[LeetCode] 126. Word Ladder II

Problem : https://leetcode.com/problems/word-ladder-ii/

Consider every word in the wordList is a node of a graph. 

On each node, we may replace the letters of the word to find the next words.

The problem equals find the shortest routines from the begin word to the end word in this graph.

The solution includes two steps.  Firstly, use BFS approach to find the shortest routines from begin word to end word. Meanwhile, save the parent of each visited word.

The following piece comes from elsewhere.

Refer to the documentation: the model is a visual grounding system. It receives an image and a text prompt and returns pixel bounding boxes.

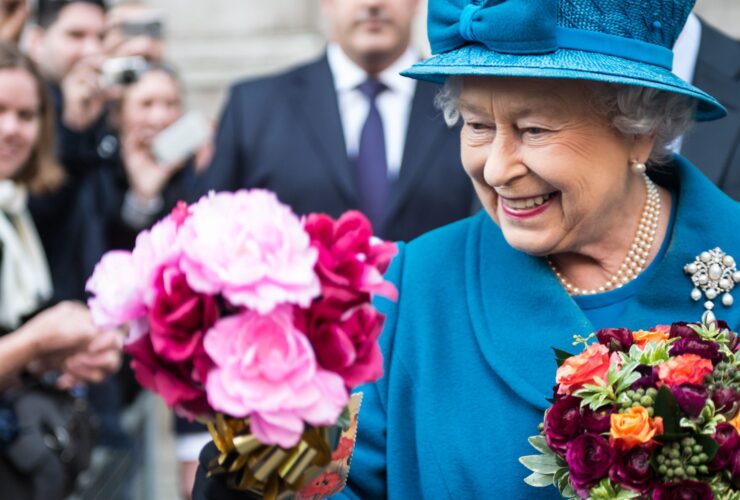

Word A is parent of word B if A can transform to B by replacing a letter.  Secondly, reconstruct routines from end word back to begin word by using the saved parent info of words on shortest routines.

class Solution:
    def findLadders(self, beginWord: str, endWord: str, wordList: List[str]) -> List[List[str]]:
        # impossible to transform if endWord is not in wordList.
        if endWord not in wordList: return []
        
        # construct word mask map
        wordMap = defaultdict(list)
        
        for word in wordList:
            for i in range(len(word)):
                mask = word[:i] + "#" + word[i+1:]
                wordMap[mask].append(word) 
        
        # save the previous word was used to transform to current word
        preWord = defaultdict(list)
        
        # save the minimum step to transform to current word
        visited = defaultdict(lambda : 2 ** 31 - 1)
        visited[beginWord] = 0
        
        # use bfs to find all possible transformation paths
        step = 1
        queue = deque([beginWord])
        
        while queue:
            found = False
            
            for _ in range(len(queue)):
                word = queue.popleft()

                if word == endWord:
                    found = True

                for i in range(len(word)):
                    mask = word[:i] + "#" + word[i+1:]
                    for nxtWord in wordMap[mask]:
                        if nxtWord == word:
                            # skip the current word
                            continue

                        if visited[nxtWord] < step:
                            # already find the shortest path to nxtWord
                            continue
                        
                        if visited[nxtWord] != step:
                            # find the shortest path to nxtWord
                            visited[nxtWord] = step
                            # add nxtWord to queue if this is the first time we reach to it
                            queue.append(nxtWord)
                        
                        # save the previous word of nxtWord
                        preWord[nxtWord].append(word)
            
            step += 1
            if found:
                break
            
        # there is no way to reach to endWord
        if not preWord[endWord]:
            return []
        
        # use dfs to construct the transformation path
        result = []
        stack = []
        stack.append((endWord, [endWord]))
        
        while stack:
            word, tmp = stack.pop()
            
            if word == beginWord:
                result.append(tmp[::-1])
            else:
                for pre in preWord[word]:
                    stack.append((pre, tmp + [pre]))
        
        return result

Edited on 06/19/2021. Optimize performance.

Edited on 07/24/2021. Optimize performance.